Are you ready to pay off your debt but have no clue where to start?
Read the first post in my series about paying off your debt, then read through this series until you get to this post, our fourth in the series.
You don’t have to experience a life changing debt event to end up in debt.
Simple consumerism or spending more than you earn for a long period of time can put you in an equally horrible debt position.
Many people don’t realize how their small decisions can add up into a big problem until they experience hitting rock bottom or get that dreaded wake up call alerting them to the now bigger issues.
What Is A Money Sinkhole?
I personally think these types of money issues are very much like a sinkhole. A sink hole forms when an underground water source slowly eats away at what supports the ground above.
At first, you’ll never notice a problem because there are no visible signs of problems. As the support continues to be eaten away, the ground starts slowly sagging.
At this point, you’ll start to see small problems like cracks on concrete and tiles in your home. Then one day, without notice, the surface collapses into the hole below, causing massive damage. When the sinkhole shows itself is the moment that most people realize they have a problem.
Hopefully you haven’t actually gotten to the point of a money sinkhole swallowing your financial home, but there is a good chance your money habits are slowly eating away at the ground supporting your financial home if you’re in debt.
Instead of continuing these bad money habits that will eventually lead to your home being swallowed by a sinkhole, you can make a change after recognizing what financial problems lead to money sinkholes.
So How Do You Find A Money Sinkhole?
It’s hard to find a money sinkhole when you personally can’t see any visible signs of your spending problems. Luckily, you can you can find these problems before you get too far into debt. So where do you start?
The first step to discovering is to track your income and expenses. You’ll want to have at least two months of data in order to weed out any anomalies in the data.
The more data you have the more accurate your snapshot of your situation will be. Here’s a couple of quick ways to figure out what your prior income and expenses were in case you haven’t been tracking your finances.

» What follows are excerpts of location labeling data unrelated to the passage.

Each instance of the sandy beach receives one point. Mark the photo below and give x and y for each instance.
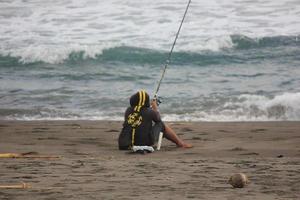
(90, 166)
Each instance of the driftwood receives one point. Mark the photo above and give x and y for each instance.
(18, 186)
(26, 155)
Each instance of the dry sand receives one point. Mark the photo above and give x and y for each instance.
(92, 167)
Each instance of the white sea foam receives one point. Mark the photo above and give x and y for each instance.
(248, 108)
(50, 30)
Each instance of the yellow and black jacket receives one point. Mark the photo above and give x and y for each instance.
(137, 126)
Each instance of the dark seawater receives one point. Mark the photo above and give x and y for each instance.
(248, 75)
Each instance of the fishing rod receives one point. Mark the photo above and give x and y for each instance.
(170, 53)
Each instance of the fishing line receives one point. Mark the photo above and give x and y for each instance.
(170, 53)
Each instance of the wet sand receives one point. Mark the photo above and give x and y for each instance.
(91, 166)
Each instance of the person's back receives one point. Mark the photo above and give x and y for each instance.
(138, 128)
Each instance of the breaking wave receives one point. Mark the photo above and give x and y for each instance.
(230, 52)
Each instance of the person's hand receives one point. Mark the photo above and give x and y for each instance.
(154, 104)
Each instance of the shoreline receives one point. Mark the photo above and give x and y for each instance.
(90, 166)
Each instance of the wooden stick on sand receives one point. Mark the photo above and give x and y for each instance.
(19, 186)
(26, 155)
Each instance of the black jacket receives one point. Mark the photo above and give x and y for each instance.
(138, 121)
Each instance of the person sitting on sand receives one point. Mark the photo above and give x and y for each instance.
(138, 128)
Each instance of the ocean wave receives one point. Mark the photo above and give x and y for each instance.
(214, 52)
(244, 107)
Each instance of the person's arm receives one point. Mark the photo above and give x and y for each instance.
(156, 115)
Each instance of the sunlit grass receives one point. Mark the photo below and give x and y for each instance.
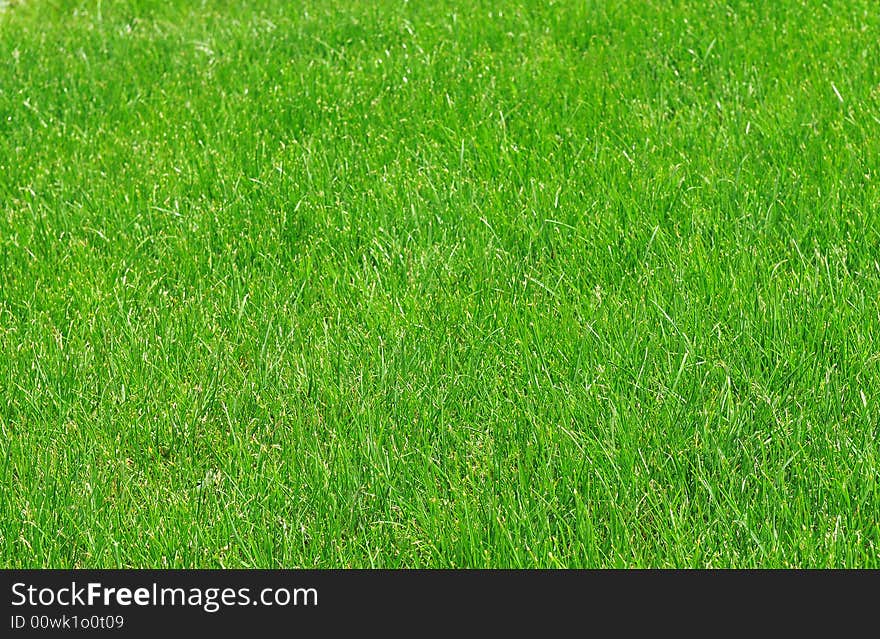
(375, 283)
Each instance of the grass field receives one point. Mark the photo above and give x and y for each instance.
(433, 284)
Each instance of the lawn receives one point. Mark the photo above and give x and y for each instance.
(375, 283)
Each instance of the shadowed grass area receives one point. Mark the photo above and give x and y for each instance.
(449, 284)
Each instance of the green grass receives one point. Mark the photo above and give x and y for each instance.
(472, 283)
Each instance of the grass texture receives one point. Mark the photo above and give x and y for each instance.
(439, 284)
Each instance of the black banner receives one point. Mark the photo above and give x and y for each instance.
(138, 602)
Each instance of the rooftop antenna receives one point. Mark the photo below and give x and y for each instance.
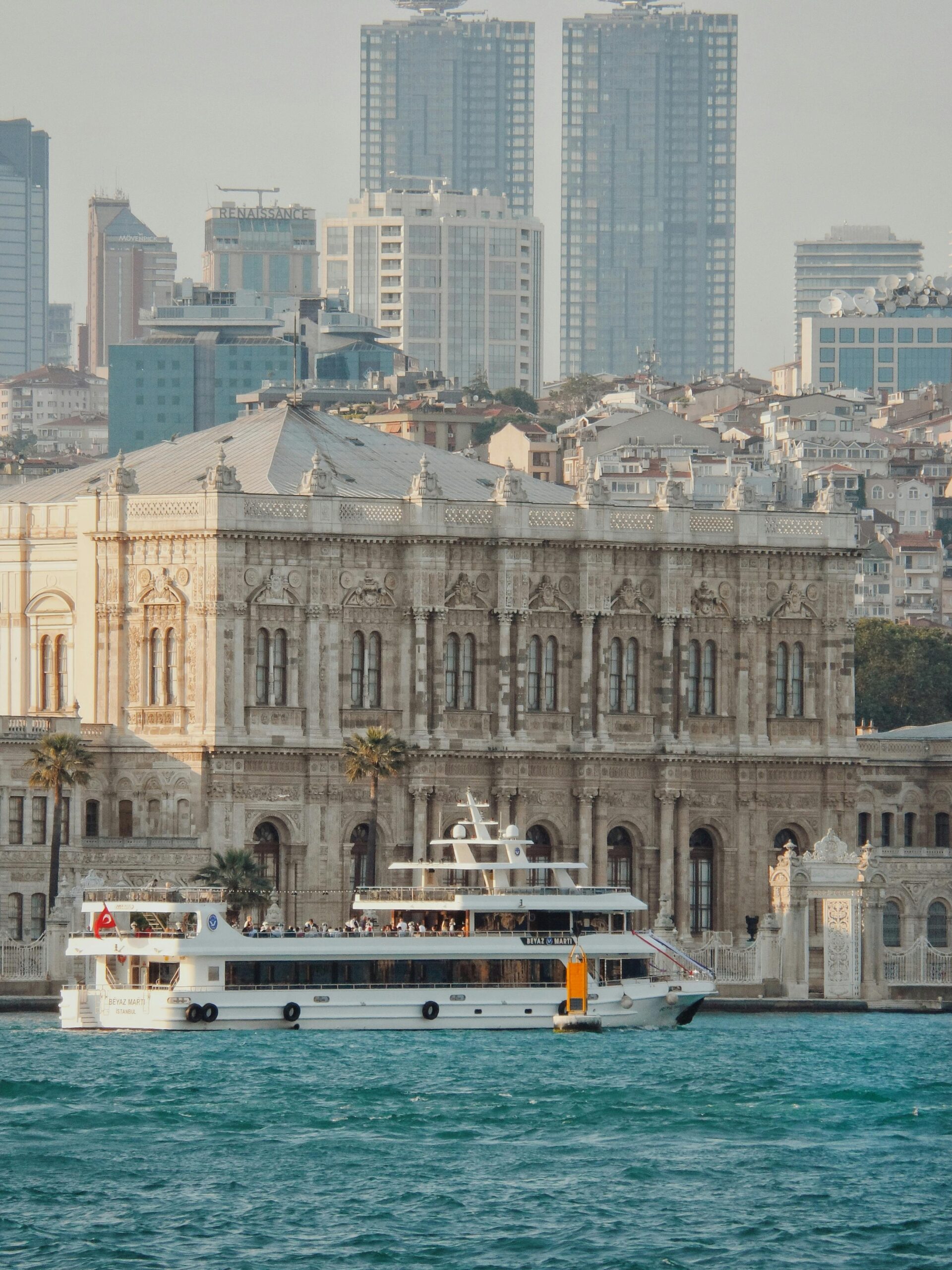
(250, 190)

One way to track income and expenses quickly is to use an aggregation tool like Mint.com. Simply set up a Mint account and link all of your financial accounts (banks, credit cards, loans, etc) to the Mint interface. Once you’ve done that, categorize any uncategorized transactions and take a look at the data in front of you.
If you’d prefer not to use an aggregation tool, you can do the same thing with a bit of time. Take statements from your financial accounts for the last few months and a piece of paper or an excel spreadsheet. Then, simply classify all of the line items on your statements into income and expense categories.
Once you have your income and categorized expense data you can start looking at the numbers to see what type of story they tell. The first thing you should check is whether you’re spending more than you earn.
The next exercise is to order your expenses from the largest expense category to the smallest expense category. If you spend your money based on your values, you should see the things you value highest at the top of your expense list and the things you value the least at the bottom of the list.
If that isn’t the case, you have some work to do.
The next step is starting to take action by making small changes, which we’ll cover next week. You’ll be surprised how quickly they add up.
Chances are you can make some changes immediately that you won’t even notice, so we’ll be able to get an easy win up front!
Looking back, have you ever experience any money sinkholes with your finances? I’d be interested to hear what you find either in your past or present finances.